In this embodiment, a person is regarded as a sensor, and future incident occurrence quantitative values are estimated from psychological-state/sensibility expressing words emitted by the person, instead of values outputted from a sensor. A person is regarded as a sensor, because a person has various senses such as the five senses, and perceives various surrounding situations and changes thereof consciously or unconsciously. Here, a psychological-state/sensibility expressing word indicates a psychological state that is difficult to express logically or physically, and is an intuitive or sensitive expression. Therefore, it is considered that a psychological-state/sensibility expressing word emitted at a certain point of time may include information related to the situations of the surroundings consciously or unconsciously perceived at that point of time.

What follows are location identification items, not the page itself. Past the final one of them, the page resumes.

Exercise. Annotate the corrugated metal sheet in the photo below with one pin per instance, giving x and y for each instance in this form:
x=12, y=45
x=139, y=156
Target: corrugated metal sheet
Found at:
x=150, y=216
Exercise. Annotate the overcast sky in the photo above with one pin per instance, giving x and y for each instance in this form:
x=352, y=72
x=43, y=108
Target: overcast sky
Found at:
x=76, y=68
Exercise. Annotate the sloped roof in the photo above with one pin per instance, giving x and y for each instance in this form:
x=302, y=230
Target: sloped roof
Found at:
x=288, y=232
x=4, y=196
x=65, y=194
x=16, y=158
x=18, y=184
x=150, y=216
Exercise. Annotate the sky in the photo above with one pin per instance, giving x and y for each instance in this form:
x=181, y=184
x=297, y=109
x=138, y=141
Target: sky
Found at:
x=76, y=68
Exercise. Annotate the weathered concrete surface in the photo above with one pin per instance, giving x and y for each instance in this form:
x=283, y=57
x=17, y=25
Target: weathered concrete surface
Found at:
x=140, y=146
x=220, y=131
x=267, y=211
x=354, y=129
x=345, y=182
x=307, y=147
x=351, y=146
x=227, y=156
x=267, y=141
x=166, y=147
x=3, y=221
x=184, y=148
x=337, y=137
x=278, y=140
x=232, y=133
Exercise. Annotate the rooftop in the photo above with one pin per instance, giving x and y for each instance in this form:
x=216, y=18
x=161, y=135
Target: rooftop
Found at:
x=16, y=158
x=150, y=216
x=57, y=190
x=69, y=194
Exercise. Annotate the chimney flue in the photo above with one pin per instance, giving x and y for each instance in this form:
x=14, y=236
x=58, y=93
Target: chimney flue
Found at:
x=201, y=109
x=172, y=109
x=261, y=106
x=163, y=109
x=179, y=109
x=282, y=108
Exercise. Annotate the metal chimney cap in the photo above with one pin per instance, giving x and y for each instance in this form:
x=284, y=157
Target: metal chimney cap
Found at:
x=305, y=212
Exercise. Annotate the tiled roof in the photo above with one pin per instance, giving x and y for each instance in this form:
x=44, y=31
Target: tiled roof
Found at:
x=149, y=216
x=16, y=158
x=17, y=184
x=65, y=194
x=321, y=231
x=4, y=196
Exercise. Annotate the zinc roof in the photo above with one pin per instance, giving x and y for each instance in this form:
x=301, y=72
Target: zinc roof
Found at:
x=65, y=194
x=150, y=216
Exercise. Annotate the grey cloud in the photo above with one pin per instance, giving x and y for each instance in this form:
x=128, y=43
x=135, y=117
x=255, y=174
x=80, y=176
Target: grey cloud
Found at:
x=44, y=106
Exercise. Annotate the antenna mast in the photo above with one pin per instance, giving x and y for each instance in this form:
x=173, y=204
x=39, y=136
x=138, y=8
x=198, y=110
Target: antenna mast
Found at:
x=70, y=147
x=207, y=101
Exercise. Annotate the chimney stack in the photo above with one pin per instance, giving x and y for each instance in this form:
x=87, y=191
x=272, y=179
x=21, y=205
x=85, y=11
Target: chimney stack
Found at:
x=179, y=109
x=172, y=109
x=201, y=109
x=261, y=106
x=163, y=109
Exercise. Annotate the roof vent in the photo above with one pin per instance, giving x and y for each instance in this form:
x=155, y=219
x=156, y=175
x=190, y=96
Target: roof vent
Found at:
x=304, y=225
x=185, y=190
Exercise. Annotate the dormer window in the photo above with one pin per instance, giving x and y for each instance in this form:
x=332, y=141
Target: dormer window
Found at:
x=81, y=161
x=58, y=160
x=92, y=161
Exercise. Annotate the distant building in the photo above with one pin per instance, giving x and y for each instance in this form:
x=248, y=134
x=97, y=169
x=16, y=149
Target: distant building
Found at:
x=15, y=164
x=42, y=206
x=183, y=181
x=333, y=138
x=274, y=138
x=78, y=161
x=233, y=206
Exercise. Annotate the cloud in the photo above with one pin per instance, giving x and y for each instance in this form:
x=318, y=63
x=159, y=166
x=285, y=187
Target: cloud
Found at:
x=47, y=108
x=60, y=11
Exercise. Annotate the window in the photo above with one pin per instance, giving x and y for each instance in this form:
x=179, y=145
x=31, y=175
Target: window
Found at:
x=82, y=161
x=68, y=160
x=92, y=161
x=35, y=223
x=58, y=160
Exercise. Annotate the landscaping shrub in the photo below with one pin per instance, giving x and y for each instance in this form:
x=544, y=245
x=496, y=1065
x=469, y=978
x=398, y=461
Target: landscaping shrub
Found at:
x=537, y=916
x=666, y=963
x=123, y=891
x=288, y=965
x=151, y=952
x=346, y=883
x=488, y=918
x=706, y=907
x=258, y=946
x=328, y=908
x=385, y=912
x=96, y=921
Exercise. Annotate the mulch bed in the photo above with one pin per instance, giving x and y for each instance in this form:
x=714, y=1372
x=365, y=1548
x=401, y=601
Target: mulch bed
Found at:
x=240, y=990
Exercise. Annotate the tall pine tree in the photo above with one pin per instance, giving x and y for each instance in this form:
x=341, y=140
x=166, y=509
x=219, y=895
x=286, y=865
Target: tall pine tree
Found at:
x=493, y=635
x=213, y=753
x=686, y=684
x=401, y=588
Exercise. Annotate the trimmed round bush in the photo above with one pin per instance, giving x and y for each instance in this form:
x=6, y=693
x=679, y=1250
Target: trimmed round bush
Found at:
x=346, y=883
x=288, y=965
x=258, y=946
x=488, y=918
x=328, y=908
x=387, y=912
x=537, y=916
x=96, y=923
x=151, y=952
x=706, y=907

Activities of a person and interactions between persons change with time while being related to the past states, an incident is caused by an activity of a person or an interaction between persons, the surroundings of each person change with time while being related to the past states and being affected by activities of a person and interactions between persons, and a psychological-state/sensibility expressing word emitted by each person at a certain point of time may include information related to the situations of the surroundings of each person at that point of time. Therefore, this embodiment uses the relations among these aspects in the target region, to estimate incident occurrence quantitative values after a certain time, from a time series of psychological-state/sensibility expressing words inputted before that time.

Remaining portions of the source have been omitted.